The site of the present Badami Bagh military cantonment had formed part of the ancient city of Pandrethan, identified as the original site of the capital city of Srinagar. When the capital was shifted during the 6th century CE, the area came to be called puranadhisthana, meaning 'old capital' in Sanskrit, which corrupted to 'Pandrethan' over time. By the 19th century, the site had numerous ancient Hindu and Buddhist ruins, including ruins of two stupas and a monastery. Close to the end of 19th century, a Parsi aramgah was built in the area, on land gifted to the Parsi community by Maharaja Pratap Singh. Many Buddhist artefcts were excavated in 1915, and several Hindu sculptures were accidentally discovered during the construction of military barracks in the 1920s, when the area was appropriated for military use and cleared of most ruins.
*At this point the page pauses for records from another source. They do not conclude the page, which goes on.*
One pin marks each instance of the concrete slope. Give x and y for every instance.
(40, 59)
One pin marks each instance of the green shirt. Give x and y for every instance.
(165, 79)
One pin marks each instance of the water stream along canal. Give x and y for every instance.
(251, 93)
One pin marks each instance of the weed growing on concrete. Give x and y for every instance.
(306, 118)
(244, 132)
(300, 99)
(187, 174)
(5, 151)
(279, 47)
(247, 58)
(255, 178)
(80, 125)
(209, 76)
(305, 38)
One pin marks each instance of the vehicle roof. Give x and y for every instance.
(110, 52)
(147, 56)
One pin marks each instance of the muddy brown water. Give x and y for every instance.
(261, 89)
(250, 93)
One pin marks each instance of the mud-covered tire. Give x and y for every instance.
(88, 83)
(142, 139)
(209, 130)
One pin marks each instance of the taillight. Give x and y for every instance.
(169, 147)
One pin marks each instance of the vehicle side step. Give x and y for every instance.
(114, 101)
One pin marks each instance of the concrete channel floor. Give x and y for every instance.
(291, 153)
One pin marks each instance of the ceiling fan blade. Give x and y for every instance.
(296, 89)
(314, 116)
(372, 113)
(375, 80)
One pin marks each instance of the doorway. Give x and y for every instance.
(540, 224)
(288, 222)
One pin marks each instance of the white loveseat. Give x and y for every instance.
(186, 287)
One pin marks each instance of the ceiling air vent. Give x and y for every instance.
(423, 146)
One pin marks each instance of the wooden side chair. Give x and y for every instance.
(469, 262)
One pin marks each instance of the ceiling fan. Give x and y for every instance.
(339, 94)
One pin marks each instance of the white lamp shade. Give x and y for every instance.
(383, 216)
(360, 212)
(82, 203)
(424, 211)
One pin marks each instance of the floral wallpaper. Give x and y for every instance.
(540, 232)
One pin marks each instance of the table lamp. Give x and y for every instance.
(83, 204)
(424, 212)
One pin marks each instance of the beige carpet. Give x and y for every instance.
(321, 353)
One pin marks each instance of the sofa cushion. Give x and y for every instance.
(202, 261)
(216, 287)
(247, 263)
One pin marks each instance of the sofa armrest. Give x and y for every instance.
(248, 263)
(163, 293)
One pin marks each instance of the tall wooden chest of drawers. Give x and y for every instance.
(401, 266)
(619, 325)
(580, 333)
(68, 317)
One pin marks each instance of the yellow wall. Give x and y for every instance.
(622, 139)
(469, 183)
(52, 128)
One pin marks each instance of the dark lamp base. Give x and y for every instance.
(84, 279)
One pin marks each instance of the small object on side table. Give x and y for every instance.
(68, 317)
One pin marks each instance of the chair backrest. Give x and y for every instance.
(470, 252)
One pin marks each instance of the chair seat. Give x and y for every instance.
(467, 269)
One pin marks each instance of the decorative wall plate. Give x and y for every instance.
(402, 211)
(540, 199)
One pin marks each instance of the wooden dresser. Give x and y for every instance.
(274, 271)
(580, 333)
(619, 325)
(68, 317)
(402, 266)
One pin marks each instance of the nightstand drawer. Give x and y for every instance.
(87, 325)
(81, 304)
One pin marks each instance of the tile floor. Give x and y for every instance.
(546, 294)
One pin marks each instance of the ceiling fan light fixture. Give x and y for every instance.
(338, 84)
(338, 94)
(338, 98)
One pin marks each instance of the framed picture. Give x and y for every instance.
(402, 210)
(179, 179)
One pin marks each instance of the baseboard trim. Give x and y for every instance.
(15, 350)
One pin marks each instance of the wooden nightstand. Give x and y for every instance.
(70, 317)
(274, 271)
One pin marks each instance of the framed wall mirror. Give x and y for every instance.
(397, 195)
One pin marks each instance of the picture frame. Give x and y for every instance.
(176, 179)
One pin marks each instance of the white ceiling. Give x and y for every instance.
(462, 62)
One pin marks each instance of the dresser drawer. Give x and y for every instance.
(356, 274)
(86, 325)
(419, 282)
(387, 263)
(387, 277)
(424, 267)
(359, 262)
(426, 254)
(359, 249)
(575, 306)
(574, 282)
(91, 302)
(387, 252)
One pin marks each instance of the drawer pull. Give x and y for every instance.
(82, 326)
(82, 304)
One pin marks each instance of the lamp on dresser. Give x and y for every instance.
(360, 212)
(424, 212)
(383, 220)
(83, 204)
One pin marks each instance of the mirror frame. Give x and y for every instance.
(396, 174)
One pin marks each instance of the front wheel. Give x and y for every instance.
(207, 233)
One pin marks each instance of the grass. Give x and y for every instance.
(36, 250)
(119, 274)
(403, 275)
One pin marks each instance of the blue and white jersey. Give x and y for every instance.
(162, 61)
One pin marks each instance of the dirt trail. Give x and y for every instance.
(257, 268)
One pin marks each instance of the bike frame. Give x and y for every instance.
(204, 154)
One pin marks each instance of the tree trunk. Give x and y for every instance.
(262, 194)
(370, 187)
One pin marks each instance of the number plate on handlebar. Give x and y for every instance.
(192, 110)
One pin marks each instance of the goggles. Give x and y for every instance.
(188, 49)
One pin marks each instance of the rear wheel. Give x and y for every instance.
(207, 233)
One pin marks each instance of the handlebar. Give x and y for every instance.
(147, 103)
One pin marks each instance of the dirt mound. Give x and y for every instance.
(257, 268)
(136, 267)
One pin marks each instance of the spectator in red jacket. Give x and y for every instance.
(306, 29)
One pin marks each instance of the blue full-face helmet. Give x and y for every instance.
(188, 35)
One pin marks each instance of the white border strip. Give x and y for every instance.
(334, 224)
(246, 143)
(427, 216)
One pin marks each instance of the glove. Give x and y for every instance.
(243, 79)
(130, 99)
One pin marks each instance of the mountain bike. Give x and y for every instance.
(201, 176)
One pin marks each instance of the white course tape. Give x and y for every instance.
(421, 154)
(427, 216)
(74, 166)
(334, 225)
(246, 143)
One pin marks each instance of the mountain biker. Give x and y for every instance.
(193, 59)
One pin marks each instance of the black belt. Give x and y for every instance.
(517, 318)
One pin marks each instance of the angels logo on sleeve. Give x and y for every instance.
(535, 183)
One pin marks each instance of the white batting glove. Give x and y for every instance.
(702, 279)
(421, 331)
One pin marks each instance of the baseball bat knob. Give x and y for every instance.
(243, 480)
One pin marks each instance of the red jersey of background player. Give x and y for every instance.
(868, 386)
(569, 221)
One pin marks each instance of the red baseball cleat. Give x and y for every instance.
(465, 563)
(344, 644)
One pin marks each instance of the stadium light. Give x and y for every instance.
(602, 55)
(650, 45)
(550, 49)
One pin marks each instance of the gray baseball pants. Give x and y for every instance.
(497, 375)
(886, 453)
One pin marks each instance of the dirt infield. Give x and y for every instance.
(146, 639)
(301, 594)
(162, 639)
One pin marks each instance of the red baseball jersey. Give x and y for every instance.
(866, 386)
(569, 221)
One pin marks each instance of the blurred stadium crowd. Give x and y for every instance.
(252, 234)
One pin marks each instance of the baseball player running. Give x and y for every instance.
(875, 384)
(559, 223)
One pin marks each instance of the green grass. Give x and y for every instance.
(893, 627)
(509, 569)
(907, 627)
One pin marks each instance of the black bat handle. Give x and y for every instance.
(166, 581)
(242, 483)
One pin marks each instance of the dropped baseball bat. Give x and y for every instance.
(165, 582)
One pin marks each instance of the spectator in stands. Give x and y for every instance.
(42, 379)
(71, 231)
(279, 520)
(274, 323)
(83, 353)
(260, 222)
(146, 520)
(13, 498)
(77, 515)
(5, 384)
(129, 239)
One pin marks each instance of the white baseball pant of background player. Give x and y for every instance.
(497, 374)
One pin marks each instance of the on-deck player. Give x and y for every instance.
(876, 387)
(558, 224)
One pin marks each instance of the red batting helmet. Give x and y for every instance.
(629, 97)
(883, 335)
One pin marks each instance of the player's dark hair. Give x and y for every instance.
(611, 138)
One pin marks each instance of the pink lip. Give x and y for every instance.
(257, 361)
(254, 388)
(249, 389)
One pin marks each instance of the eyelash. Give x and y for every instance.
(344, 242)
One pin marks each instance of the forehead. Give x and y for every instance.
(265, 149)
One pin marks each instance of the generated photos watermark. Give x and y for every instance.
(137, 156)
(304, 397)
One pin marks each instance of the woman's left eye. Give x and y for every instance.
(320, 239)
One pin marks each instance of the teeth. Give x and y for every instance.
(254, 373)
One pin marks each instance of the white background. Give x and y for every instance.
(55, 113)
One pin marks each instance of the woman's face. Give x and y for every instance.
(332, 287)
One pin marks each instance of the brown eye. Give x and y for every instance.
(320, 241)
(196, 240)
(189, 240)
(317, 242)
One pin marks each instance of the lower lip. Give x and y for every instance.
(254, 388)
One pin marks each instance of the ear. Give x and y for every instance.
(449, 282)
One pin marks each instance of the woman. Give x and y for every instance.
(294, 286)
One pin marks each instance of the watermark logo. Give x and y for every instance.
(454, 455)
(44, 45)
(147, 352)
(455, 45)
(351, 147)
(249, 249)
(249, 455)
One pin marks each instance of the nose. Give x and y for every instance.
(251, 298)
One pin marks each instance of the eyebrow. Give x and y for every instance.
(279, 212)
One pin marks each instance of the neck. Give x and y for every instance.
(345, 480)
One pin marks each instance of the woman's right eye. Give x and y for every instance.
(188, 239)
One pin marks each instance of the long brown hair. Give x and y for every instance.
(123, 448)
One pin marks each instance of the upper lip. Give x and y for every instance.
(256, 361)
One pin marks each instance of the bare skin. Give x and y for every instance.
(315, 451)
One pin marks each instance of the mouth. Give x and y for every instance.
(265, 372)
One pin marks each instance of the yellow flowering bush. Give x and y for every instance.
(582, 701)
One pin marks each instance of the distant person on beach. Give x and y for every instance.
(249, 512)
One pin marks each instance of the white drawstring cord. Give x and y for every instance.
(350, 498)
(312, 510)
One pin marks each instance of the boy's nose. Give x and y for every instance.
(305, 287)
In the 1954, the cantonment was established, with a total area of 1458.537 acres, including 313.50 acres of civilian area and the remaining being military establishment. A building constructed between 1926 and 1930 during Dogra rule, within the present-day cantonment, was converted in 1994 into a museum focused on the militancy period and called Ibadat-e-Shahadat.

==Geography==
Badami Bagh is located at . It has an average elevation of 1727 metres (5666 feet).

==Demographics==
As of 2001 India census, Badami Bagh had a population of 13,477. Males constitute 53% of the population and females 47%. Badami Bagh has an average literacy rate of 71%, higher than the then national average of 59.5%; with 58% of the males and 42% of females literate. 6% of the population is under 6 years of age.